One of the first lessons to learn when talking about a photograph or work of art is that it’s not enough to simply say, I like it or I don’t like it, but to offer first a physical description of the work and then to delve deeper into what elements do and do not work. Uelsmann is an important figure in the history of photography as he challenged conventional ideas about what the medium was capable of and by doing so, he altered the language of photography with his poetic vision.

What photography show(s) have you seen recently?

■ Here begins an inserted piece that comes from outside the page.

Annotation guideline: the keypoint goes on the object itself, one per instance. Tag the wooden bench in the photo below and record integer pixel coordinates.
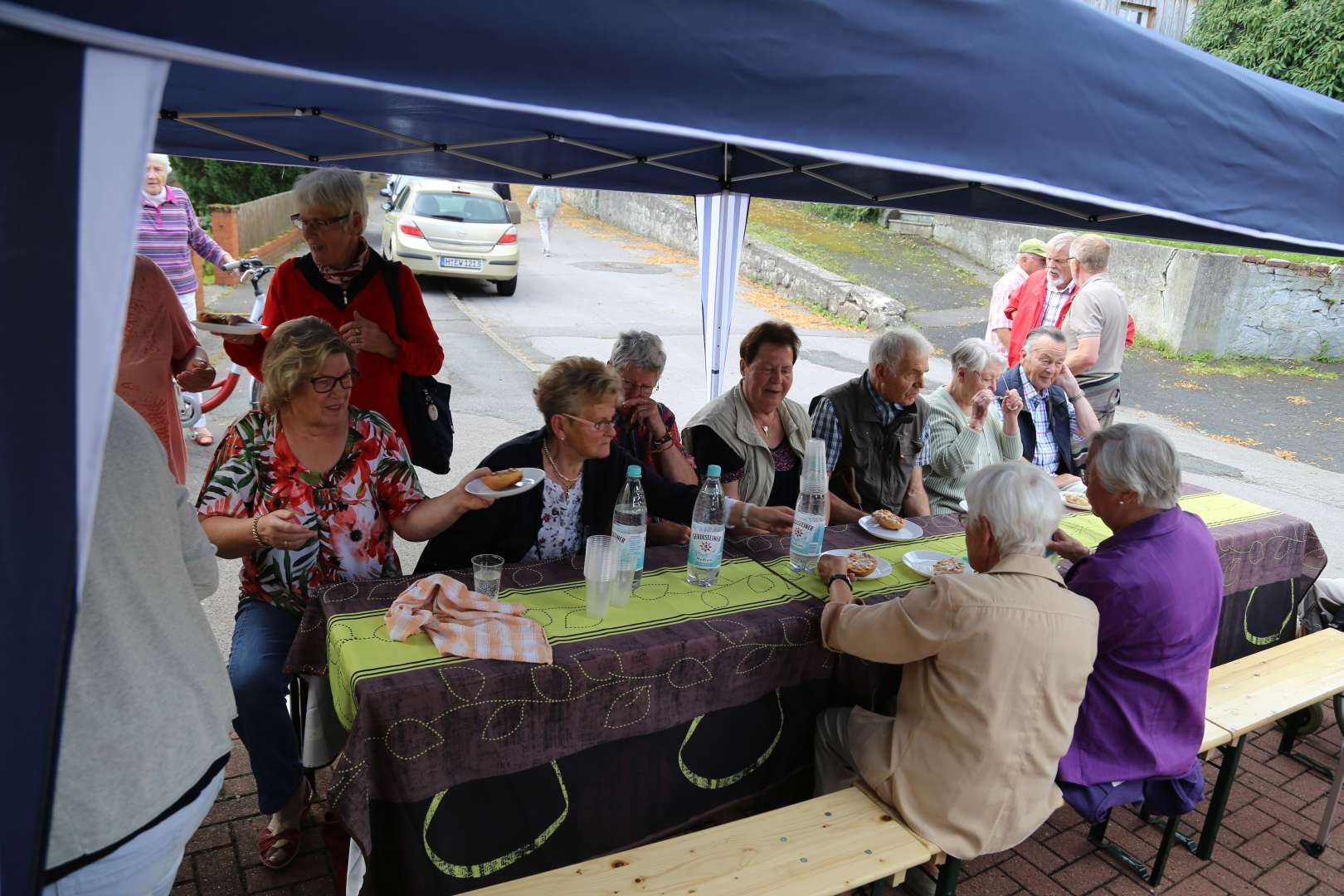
(1255, 691)
(816, 848)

Also, I recently discovered a new food blog I’m completely smitten with (and it’s not because they recently featured Art and Lemons there either). Written by Dan Rosenberg, the editorial director at Harvard Common Press,  blogEATS  is smart, witty, and entertaining. It unravels the latest in the world of food blogs and it’s one to pay attention to.


  1. says

    Thanks for the heads up on this exhibit–definitely will be getting up there this spring. And for Dan Rosenberg’s link (nice recipe!) I hadn’t been aware of the fruit rebellion until now.

  2. Megan says

    I agree with Rosa – the second photo brings me back to my Art History days of studying still life paintings! And this makes me want to check out some local photography shows! It’s been too long! Thanks!!

  3. says

    Such a thought provoking post! I haven’t been to any photography shows recently, but I’m inspired to seek one out now. My husband and I spent the weekend at the Boulder International Film Festival and my brain is so stimulated I can’t wait to put new ideas to work.

  4. says

    That same sense of talking through specifics definitely applies to all art- not just “I like it” / “I don’t like it” but what about it resonates with you? What is the story being depicted and how is it moving you or not? It’s like life, really.

    • ArtandLemons says

      Anneliesz, Yes, so true. Too often the impulse is to speak on the surface of matter (be it paint, film, words, dance, existence), not necessarily the materials used either, but with quick judgments. We all have the language to do the work of delving into whatever moves or doesn’t move us and to know why, but often times, we must learn to do so. To engage with the world.